L’Apostolo parla poi del mandato ricevuto da Dio: che loro, testimoni oculari, diretti della vita di Gesù (“noi che abbiamo mangiato e bevuto con lui dopo la sua risurrezione dai morti”) annunciassero e testimoniassero la destinazione universale della salvezza offerta da Gesù.

Il tema della giornata missionaria mondiale 2019 ci ricorda che anche noi siamo mandati, inviati, perché battezzati, beneficiari della grazia, dell’amore di Dio che con Gesù raggiunge tutti gli uomini. Il regalo che abbiamo ricevuto chiede che anche noi, come Pietro, “ci rendiamo sempre più conto” del desiderio di Dio di includere tutti nel suo amore e che anche noi, come Pietro, “raccontiamo” non solo né soprattutto con le parole, ma con la nostra esistenza personale e comunitaria che Gesù è il liberatore di tuti, colui che come scrive Papa Francesco nell’Evangelii gaudium, «ci libera dal peccato, dalla tristezza, dal vuoto interiore, dall’isolamento» (n 1).

Anche se noi non “abbiamo mangiato e bevuto con lui dopo la sua morte” come i primi discepoli, abbiamo imparato a conoscerlo e a credere in lui, ascoltando la sua parola che fa ardere il cuore e illumina la vita, incontrandolo ogni domenica nella celebrazione dell’Eucaristia, servendolo nei poveri e nei sofferenti.

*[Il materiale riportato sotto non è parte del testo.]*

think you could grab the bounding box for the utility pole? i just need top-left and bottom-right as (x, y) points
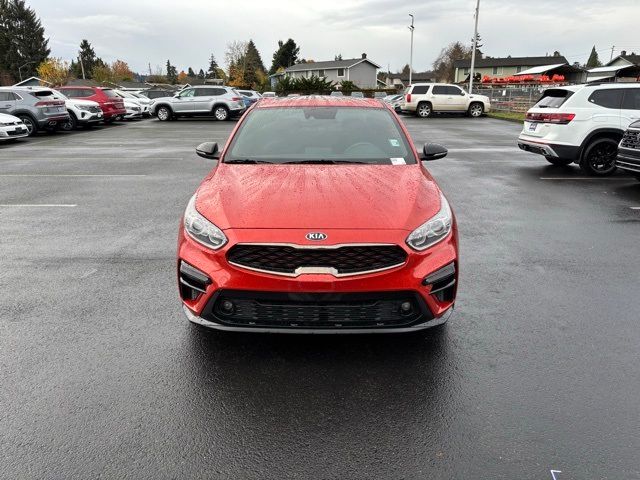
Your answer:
(408, 14), (414, 86)
(79, 55), (86, 80)
(469, 0), (480, 94)
(610, 45), (615, 62)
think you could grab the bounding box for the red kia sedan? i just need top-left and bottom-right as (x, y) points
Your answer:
(58, 86), (126, 123)
(177, 96), (458, 333)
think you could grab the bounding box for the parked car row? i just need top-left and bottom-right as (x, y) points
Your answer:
(518, 82), (640, 179)
(0, 85), (152, 139)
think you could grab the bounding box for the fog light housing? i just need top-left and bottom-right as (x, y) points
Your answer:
(220, 300), (235, 314)
(423, 263), (456, 302)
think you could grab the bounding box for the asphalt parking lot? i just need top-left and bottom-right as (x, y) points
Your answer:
(1, 116), (639, 479)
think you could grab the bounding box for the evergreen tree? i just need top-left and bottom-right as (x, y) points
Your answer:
(166, 60), (178, 84)
(242, 40), (265, 87)
(470, 32), (483, 59)
(187, 67), (195, 77)
(586, 46), (602, 68)
(207, 54), (219, 78)
(269, 39), (300, 74)
(0, 0), (50, 81)
(198, 68), (205, 79)
(334, 54), (343, 61)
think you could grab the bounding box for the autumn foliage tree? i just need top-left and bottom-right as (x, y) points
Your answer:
(177, 70), (188, 83)
(111, 59), (133, 82)
(36, 58), (70, 86)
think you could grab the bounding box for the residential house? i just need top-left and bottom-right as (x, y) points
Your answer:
(587, 51), (640, 82)
(453, 56), (569, 83)
(273, 54), (380, 89)
(381, 71), (437, 89)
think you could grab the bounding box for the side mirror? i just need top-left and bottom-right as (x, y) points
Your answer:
(460, 91), (466, 96)
(420, 143), (448, 161)
(196, 142), (220, 160)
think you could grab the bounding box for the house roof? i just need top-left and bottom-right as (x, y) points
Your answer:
(608, 54), (640, 66)
(588, 64), (632, 73)
(453, 56), (569, 69)
(285, 57), (381, 72)
(64, 78), (101, 87)
(513, 63), (566, 75)
(385, 71), (436, 82)
(13, 76), (51, 87)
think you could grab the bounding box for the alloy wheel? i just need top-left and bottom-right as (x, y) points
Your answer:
(214, 107), (229, 121)
(157, 107), (170, 121)
(470, 104), (483, 117)
(417, 104), (431, 118)
(587, 143), (617, 174)
(20, 116), (35, 135)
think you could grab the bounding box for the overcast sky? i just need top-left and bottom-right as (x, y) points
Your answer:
(27, 0), (640, 74)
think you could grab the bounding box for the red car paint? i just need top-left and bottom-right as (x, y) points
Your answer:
(58, 86), (126, 121)
(178, 96), (458, 333)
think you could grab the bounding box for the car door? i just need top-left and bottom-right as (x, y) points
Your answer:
(430, 85), (450, 110)
(192, 88), (220, 113)
(446, 86), (468, 111)
(172, 88), (195, 113)
(620, 88), (640, 129)
(0, 91), (17, 114)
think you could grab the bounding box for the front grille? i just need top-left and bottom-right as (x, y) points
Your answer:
(7, 129), (27, 136)
(621, 129), (640, 150)
(202, 290), (432, 329)
(227, 244), (407, 277)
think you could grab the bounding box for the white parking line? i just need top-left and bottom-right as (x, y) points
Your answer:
(630, 207), (640, 210)
(0, 174), (146, 177)
(540, 177), (631, 180)
(0, 204), (77, 207)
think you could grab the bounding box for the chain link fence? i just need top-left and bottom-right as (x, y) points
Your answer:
(474, 86), (548, 113)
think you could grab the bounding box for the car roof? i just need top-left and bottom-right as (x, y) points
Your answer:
(255, 95), (384, 109)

Anche noi quindi siamo titolati a testimoniarlo come la “buona notizia” per la vita di ogni persona.

Il sottotitolo che ispira la preghiera di questa sera ci ricorda che l’orizzonte della testimonianza della Chiesa, quindi della nostra testimonianza personale e come chiesa di Senigallia, è il mondo e c’impegna prestare attenzione a quanto succede nel mondo, al cammino del vangelo nel mondo, a chiedere al Signore che mandi operai nella sua messe, a interrogarci, lo segnalo soprattutto ai giovani, se il Signore, se il Signore non rivolge a me un esplicito invito a essere missionario “tra le genti”.

La destinazione mondiale della testimonianza cristiana c’impegna ad abitare il “mondo” a noi più vicino della nostra famiglia, dei luoghi di vita (il territorio in cui abitiamo, la scuola che frequentiamo, il lavoro che svolgiamo, gli incontri…) con uno stile missionario, testimoniale, lo stile di chi è consapevole e contento del grande dono ricevuto, l’amore del Signore, la fede e desidera che anche altri scoprano questo dono e ne gioiscano.

C’impegna infine a prender sul serio l’invito che papa Francesco rivolge con insistenza alle comunità cristiane: «Spero che tutte le comunità facciano in modo di porre in atto tutti i mezzi necessari per avanzare nel cammino di una conversione pastorale e missionaria, che non può lasciare le cose come stanno» (Evangelii Gaudium, 25).